Dieselbe Subjektivität liegt bezüglich der Länge von Geschäftsprozessen vor. Man kann z.B. die Auftragsabwicklung als Ganzes, als einen Geschäftsprozess betrachten - wie in [Staud 2006, Abschnitt 6.2] - oder seine einzelnen Abschnitte, also z.B. die Angebotserstellung, die Auftragsbearbeitung, die Materialbeschaffung, die Produktion, die Kalkulation, die Auslieferung, usw. Auch hier erfolgt die Festlegung nur durch denjenigen, der den Geschäftsprozess erfasst, bei der Modellierung dann durch die Modellierer oder den Zweck der Modellierung.

Einige Autoren versuchen diese Subjektivität zu überwinden, indem sie als "Grenzen" der Prozesse den Kunden definieren. Jeder Prozess soll beim Kunden beginnen und bei ihm enden (vgl. oben). Dies ist allerdings höchstens für Kernprozesse sinnvoll.

Automatisierung, IT-Abdeckung

Eine wichtige Eigenschaft von Prozessen oder Prozessabschnitten ist der Automatisierungsgrad. Damit ist der Anteil an der Aufgabenerfüllung gemeint, der ohne menschliches Zutun allein durch die Informationstechnologien erledigt wird. In vielen Bereichen strebt man nach einem möglichst hohen Automatisierungsgrad. Dort, wo es sich um stark standardisierte Abläufe mit einfachen Entscheidungsprozessen handelt, hat man dieses Ziel weitgehend erreicht. Ein einfaches Schema für diese Eigenschaft ist "voll automatisiert, teilweise automatisiert, nicht automatisiert". Dies betrifft inzwischen auch ganze Prozesse. Das Geschäftsmodell der Internet-Unternehmen beruht darauf, es wäre auf andere Weise auch nicht denkbar. Diese ständig zunehmende Automatisierung hat tiefgreifende Konsequenzen für das Geschäftsprozessmanagement. Dazu unten mehr.

Unterstützung oder Automatisierung

Geschäftsprozesse können durch die IT unterstützt werden oder sie können automatisiert sein (vgl. Kapitel 17, 18, 19). Der Unterschied ist folgender: Unterstützung meint, dass einzelne Abschnitte durch Programme realisiert werden. Automatisierung meint, dass alle Abschnitte durch Programme realisiert sind, evtl. auch Entscheidungsvorgänge. D.h., um einige einfache Beispiele anzuführen, die Nachbestellung für das Lager wird automatisch durchgeführt, die Kaufempfehlung beim Web-Anbieter automatisch generiert (weshalb sie uns oft zum Schmunzeln bringt) und auch der Umgang mit anscheinend zahlungsunwilligen Kunden wird ein ganzes Stück weit durch die Software gesteuert (vgl. hierzu das Prozessbeispiel Rechnung in [Staud 2019, Kapitel 13]).

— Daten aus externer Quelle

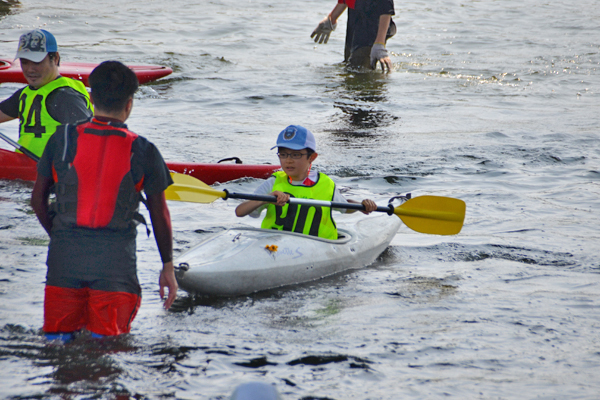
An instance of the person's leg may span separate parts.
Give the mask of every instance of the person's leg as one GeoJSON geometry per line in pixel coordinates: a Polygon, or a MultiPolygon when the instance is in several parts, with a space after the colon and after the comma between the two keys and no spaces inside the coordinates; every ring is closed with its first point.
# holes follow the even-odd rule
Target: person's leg
{"type": "Polygon", "coordinates": [[[48,340],[64,343],[86,324],[87,289],[46,285],[44,293],[44,327],[48,340]]]}
{"type": "Polygon", "coordinates": [[[139,294],[90,289],[86,329],[92,337],[129,333],[141,302],[139,294]]]}
{"type": "Polygon", "coordinates": [[[359,47],[354,50],[348,58],[348,66],[352,68],[371,69],[371,47],[359,47]]]}

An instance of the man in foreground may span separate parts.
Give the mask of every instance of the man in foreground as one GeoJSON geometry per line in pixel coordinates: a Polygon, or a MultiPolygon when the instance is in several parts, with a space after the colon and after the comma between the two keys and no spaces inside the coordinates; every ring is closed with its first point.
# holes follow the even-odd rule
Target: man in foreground
{"type": "Polygon", "coordinates": [[[117,61],[89,77],[94,117],[65,125],[48,141],[38,163],[31,205],[50,235],[44,332],[68,341],[86,329],[93,336],[128,333],[141,304],[136,271],[136,221],[146,193],[163,262],[159,278],[168,309],[177,294],[171,219],[164,190],[169,170],[158,149],[129,131],[138,80],[117,61]],[[49,207],[50,188],[56,202],[49,207]]]}

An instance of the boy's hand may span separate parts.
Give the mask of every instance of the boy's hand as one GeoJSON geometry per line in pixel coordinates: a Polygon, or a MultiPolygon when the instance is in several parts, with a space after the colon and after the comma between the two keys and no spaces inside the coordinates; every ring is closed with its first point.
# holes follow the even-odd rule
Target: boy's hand
{"type": "Polygon", "coordinates": [[[369,215],[373,211],[377,210],[377,204],[375,204],[373,200],[365,199],[361,204],[365,207],[365,210],[361,211],[363,214],[369,215]]]}
{"type": "Polygon", "coordinates": [[[275,202],[275,205],[280,206],[280,207],[283,207],[285,205],[285,203],[287,203],[290,200],[289,194],[280,192],[278,190],[271,193],[271,196],[277,197],[277,202],[275,202]]]}

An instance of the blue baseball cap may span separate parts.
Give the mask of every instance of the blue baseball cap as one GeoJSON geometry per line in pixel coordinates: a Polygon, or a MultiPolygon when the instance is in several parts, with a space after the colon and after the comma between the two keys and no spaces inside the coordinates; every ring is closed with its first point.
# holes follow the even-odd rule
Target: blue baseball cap
{"type": "Polygon", "coordinates": [[[46,58],[46,54],[55,51],[58,51],[58,45],[54,36],[44,29],[34,29],[19,38],[15,59],[24,58],[38,63],[46,58]]]}
{"type": "Polygon", "coordinates": [[[290,125],[279,133],[277,136],[277,144],[271,147],[285,147],[291,150],[311,149],[317,151],[317,142],[311,131],[300,126],[290,125]]]}

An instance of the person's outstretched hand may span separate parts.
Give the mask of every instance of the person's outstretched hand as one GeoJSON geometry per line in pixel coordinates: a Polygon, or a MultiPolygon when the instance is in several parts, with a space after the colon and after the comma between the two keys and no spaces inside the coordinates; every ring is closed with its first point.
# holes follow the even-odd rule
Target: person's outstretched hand
{"type": "Polygon", "coordinates": [[[388,51],[383,43],[375,43],[371,47],[371,68],[377,69],[377,63],[381,64],[381,69],[385,72],[387,67],[388,72],[392,70],[392,60],[388,55],[388,51]]]}
{"type": "Polygon", "coordinates": [[[310,37],[315,38],[315,43],[327,43],[329,40],[329,35],[331,35],[331,32],[335,31],[336,26],[337,23],[332,24],[328,15],[325,17],[325,19],[323,19],[323,21],[319,22],[319,25],[315,28],[310,37]]]}

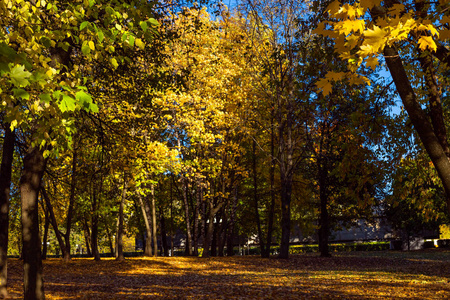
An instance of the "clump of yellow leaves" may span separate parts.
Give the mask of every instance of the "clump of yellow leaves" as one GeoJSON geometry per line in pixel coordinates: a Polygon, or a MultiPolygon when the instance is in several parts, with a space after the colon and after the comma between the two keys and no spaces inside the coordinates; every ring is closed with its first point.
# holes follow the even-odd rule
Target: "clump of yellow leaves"
{"type": "Polygon", "coordinates": [[[335,40],[335,50],[347,60],[349,71],[330,72],[318,82],[319,89],[327,95],[331,92],[332,82],[342,78],[348,78],[354,84],[370,84],[356,72],[362,67],[375,70],[385,46],[408,42],[412,38],[419,49],[436,51],[438,41],[450,38],[449,10],[440,11],[446,2],[448,5],[448,1],[440,0],[435,13],[420,16],[406,3],[386,8],[381,6],[381,0],[361,0],[344,5],[338,0],[333,1],[327,7],[331,20],[320,23],[315,33],[335,40]]]}

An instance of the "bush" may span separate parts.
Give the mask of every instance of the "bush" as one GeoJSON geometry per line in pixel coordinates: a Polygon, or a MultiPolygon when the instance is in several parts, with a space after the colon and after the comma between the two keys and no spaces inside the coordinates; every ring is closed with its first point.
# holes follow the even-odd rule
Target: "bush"
{"type": "Polygon", "coordinates": [[[439,248],[449,248],[450,247],[450,239],[438,240],[439,248]]]}

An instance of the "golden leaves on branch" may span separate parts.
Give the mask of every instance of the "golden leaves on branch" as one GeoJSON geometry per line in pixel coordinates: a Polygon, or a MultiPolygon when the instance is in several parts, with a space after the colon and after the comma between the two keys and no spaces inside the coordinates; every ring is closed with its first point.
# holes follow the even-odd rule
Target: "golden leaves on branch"
{"type": "MultiPolygon", "coordinates": [[[[437,41],[450,38],[450,30],[439,25],[450,21],[445,10],[418,18],[403,4],[394,4],[389,9],[380,5],[380,0],[361,0],[353,4],[333,1],[327,7],[331,19],[319,24],[314,31],[335,40],[335,50],[348,61],[350,72],[356,73],[365,67],[375,70],[387,45],[409,43],[412,37],[420,50],[433,52],[437,49],[437,41]]],[[[335,78],[326,76],[317,86],[328,92],[333,80],[335,78]]]]}

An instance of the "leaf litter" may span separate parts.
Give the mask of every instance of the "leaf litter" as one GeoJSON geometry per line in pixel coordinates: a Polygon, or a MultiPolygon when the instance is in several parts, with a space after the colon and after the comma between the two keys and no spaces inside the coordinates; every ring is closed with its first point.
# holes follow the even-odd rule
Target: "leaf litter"
{"type": "MultiPolygon", "coordinates": [[[[47,299],[449,299],[450,251],[48,259],[47,299]]],[[[9,259],[11,299],[21,299],[22,262],[9,259]]]]}

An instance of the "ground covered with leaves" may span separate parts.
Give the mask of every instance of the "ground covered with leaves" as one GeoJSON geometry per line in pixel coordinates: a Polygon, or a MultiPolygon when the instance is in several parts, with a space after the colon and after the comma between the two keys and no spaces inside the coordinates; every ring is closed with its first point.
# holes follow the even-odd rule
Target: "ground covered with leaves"
{"type": "MultiPolygon", "coordinates": [[[[9,260],[12,299],[22,263],[9,260]]],[[[44,262],[47,299],[449,299],[450,251],[44,262]]]]}

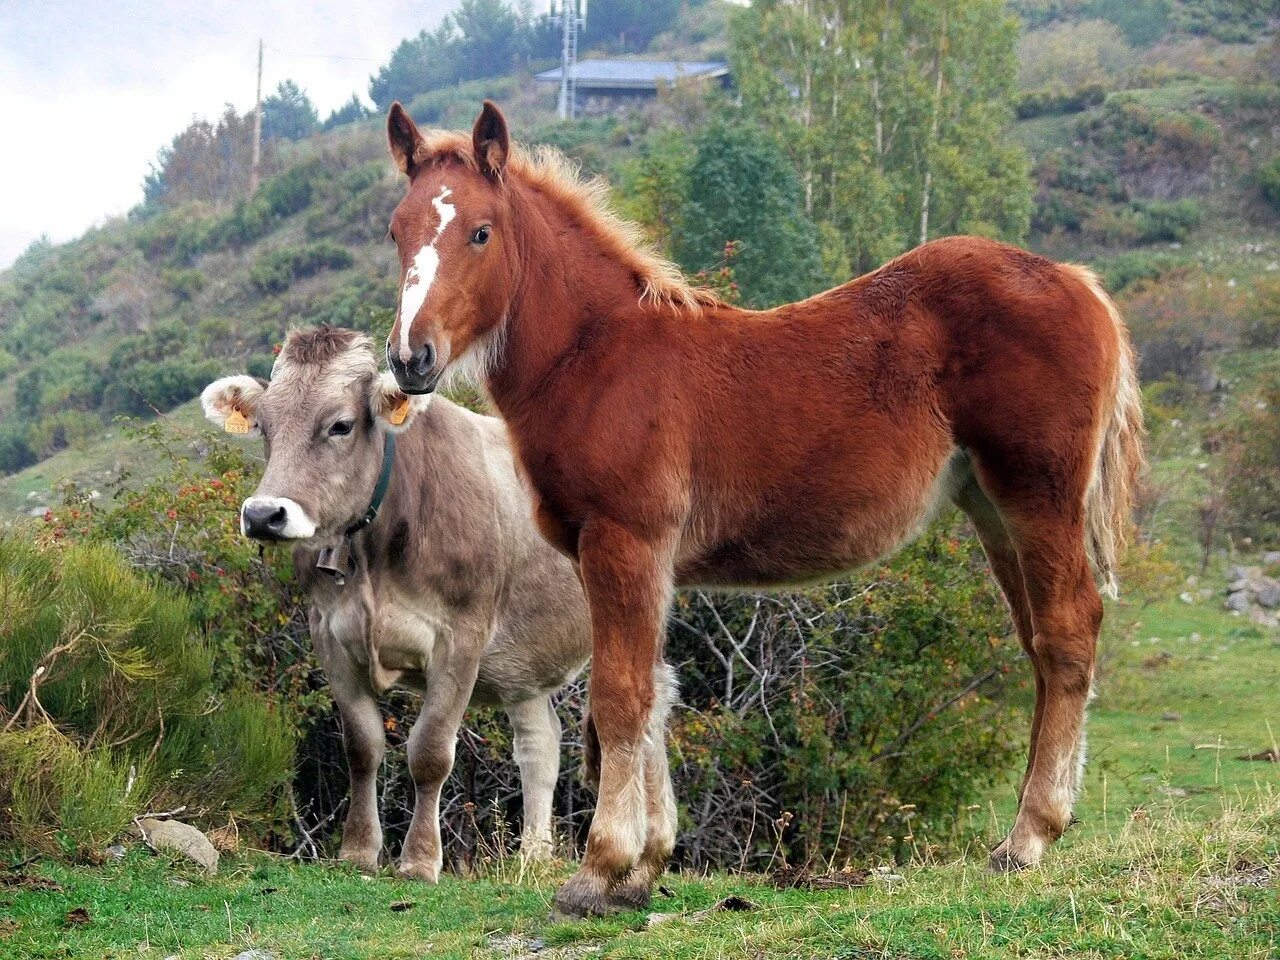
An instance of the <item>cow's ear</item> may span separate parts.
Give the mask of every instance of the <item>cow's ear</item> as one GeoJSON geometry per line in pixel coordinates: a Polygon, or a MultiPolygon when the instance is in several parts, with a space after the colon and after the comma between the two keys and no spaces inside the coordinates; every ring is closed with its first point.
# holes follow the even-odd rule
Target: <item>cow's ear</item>
{"type": "Polygon", "coordinates": [[[204,415],[227,433],[258,434],[256,411],[267,385],[256,377],[237,374],[223,377],[204,388],[200,405],[204,415]]]}
{"type": "Polygon", "coordinates": [[[373,380],[369,395],[369,409],[378,426],[390,433],[407,430],[413,418],[431,404],[433,393],[409,396],[396,385],[396,378],[383,373],[373,380]]]}
{"type": "Polygon", "coordinates": [[[480,108],[480,116],[471,129],[471,149],[480,164],[480,172],[491,180],[502,179],[502,171],[511,155],[511,134],[507,130],[507,118],[498,105],[486,100],[480,108]]]}

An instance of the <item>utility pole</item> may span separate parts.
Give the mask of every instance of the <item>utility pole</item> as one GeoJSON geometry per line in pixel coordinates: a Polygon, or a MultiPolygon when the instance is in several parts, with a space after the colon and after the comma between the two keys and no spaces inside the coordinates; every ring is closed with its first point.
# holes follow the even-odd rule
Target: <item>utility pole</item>
{"type": "Polygon", "coordinates": [[[253,163],[249,167],[249,196],[258,192],[262,165],[262,40],[258,40],[258,97],[253,106],[253,163]]]}
{"type": "MultiPolygon", "coordinates": [[[[574,120],[578,116],[578,89],[574,83],[574,68],[578,64],[578,31],[586,23],[586,0],[560,0],[560,102],[561,120],[574,120]],[[581,4],[579,6],[579,4],[581,4]]],[[[555,14],[553,13],[554,17],[555,14]]]]}

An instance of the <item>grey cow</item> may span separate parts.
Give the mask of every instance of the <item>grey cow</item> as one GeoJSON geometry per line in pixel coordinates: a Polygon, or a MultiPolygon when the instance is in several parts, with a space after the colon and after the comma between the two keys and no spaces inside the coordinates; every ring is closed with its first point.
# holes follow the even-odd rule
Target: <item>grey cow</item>
{"type": "Polygon", "coordinates": [[[511,718],[522,849],[549,855],[560,763],[549,697],[582,669],[591,630],[572,564],[534,528],[502,423],[443,397],[405,396],[378,375],[368,337],[332,327],[291,333],[270,383],[226,377],[201,401],[214,423],[266,441],[266,470],[240,524],[256,539],[296,544],[350,766],[342,858],[378,866],[377,698],[393,686],[423,694],[409,736],[417,796],[399,872],[439,878],[440,790],[468,703],[500,704],[511,718]],[[345,536],[384,475],[376,519],[345,536]]]}

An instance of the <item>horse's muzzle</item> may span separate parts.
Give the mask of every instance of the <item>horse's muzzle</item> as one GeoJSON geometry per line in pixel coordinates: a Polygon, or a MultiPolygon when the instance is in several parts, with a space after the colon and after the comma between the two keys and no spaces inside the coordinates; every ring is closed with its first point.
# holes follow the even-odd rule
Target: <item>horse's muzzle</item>
{"type": "Polygon", "coordinates": [[[440,371],[436,369],[436,348],[430,343],[420,346],[405,363],[387,341],[387,366],[396,378],[397,386],[408,394],[431,393],[440,381],[440,371]]]}

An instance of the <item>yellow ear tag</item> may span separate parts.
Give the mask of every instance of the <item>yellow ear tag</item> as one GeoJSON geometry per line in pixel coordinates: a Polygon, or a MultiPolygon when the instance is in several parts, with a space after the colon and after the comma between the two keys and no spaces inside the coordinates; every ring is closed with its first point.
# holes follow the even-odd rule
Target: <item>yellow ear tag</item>
{"type": "Polygon", "coordinates": [[[404,423],[409,416],[409,398],[401,397],[400,402],[396,404],[396,408],[387,415],[387,422],[393,427],[398,427],[404,423]]]}
{"type": "Polygon", "coordinates": [[[240,412],[239,407],[232,407],[231,412],[227,414],[227,420],[222,425],[222,429],[227,433],[248,433],[249,421],[245,419],[245,415],[240,412]]]}

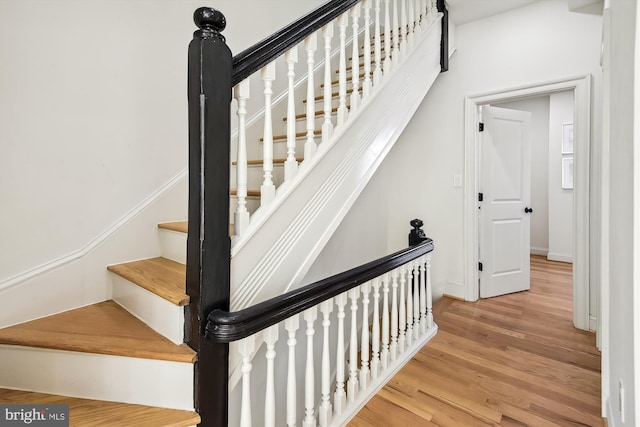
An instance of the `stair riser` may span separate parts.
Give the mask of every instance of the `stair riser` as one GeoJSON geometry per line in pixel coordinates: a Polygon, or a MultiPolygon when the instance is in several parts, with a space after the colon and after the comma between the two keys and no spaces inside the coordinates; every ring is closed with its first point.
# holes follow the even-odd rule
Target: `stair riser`
{"type": "MultiPolygon", "coordinates": [[[[173,252],[178,252],[177,249],[177,246],[170,247],[173,252]]],[[[186,245],[182,245],[182,256],[186,257],[186,245]]],[[[184,307],[172,304],[123,277],[110,274],[114,301],[173,343],[184,342],[184,307]]]]}
{"type": "Polygon", "coordinates": [[[187,234],[160,229],[162,256],[180,264],[187,263],[187,234]]]}
{"type": "Polygon", "coordinates": [[[0,346],[0,386],[193,410],[193,364],[0,346]]]}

Unterstützung der Abwicklung der Geschäftsprozesse durch Anwendungssoftware ist heute Standard, nur das Ausmaß ist unterschiedlich. Sind wirklich nur noch die Funktionen im Geschäftsprozess nicht IT-gestützt realisiert, die Entscheidungen darstellen, oder gibt es Abschnitte, die trotz der Möglichkeit der IT-Unterstützung diese nicht bekommen haben.

Alles in allem ist die IT-Abdeckung heute, v.a. seit der Etablierung prozessorientierter integrierter Standardsoftware (ERP-Software), sehr hoch.

Benötigte Produktionsfaktoren, Input und Output

Es wurde in der Definition angemerkt, für die Durchführung der Geschäftsprozesse werden Materialien und Ressourcen benötigt:

  • materielle bzw. technische Ressourcen wie Materialien, Zwischenprodukte, die IT, usw.
  • Rohstoffe
  • personelle Ressourcen
  • finanzielle Ressourcen

Diese werden für den Geschäftsprozess von externen und internen Lieferanten bereitgestellt.

IT-Ressourcen

Eine wichtige Ressource ist die IT-Landschaft der Organisation. Hierzu gehören:

  • Programme für den Kontrollfluss
  • Die verwendeten Daten bzw. Datenbanken. Denn die Zustandsänderungen des Systems sind die Änderungen des Datenbestandes, die sich aus der Leistungserbringung ergeben.
  • Die technischen Grundlagen der Objektflüsse (Objekte als Gegenstände der Leistungserbringung). Auch von Geschäftsobjekten, mit denen wir auch wieder die Daten und Datenbanken berühren, denn natürlich werden heute Geschäftsobjekte üblicherweise in der Unternehmensdatenbank abgespeichert.
  • Datenflüsse entlang der Geschäftsprozesse (z.B. Steuerungsinformationen) aber auch in den einzelnen Tätigkeiten. Vor allem auch unternehmensübergreifend - heute auf der Basis von Internet und XML.

2.4 Art der Problemlösung

Denken wir an Geschäftsprozesse, dann meist zuerst an Routineaufgaben, an standardisierte Vorgänge einfacherer Struktur. Dem ist aber, wie wir ja auch alle wissen, nicht so. Es gibt unterschiedliche Schwierigkeitsgrade, unterschiedlich komplexe Aufgaben.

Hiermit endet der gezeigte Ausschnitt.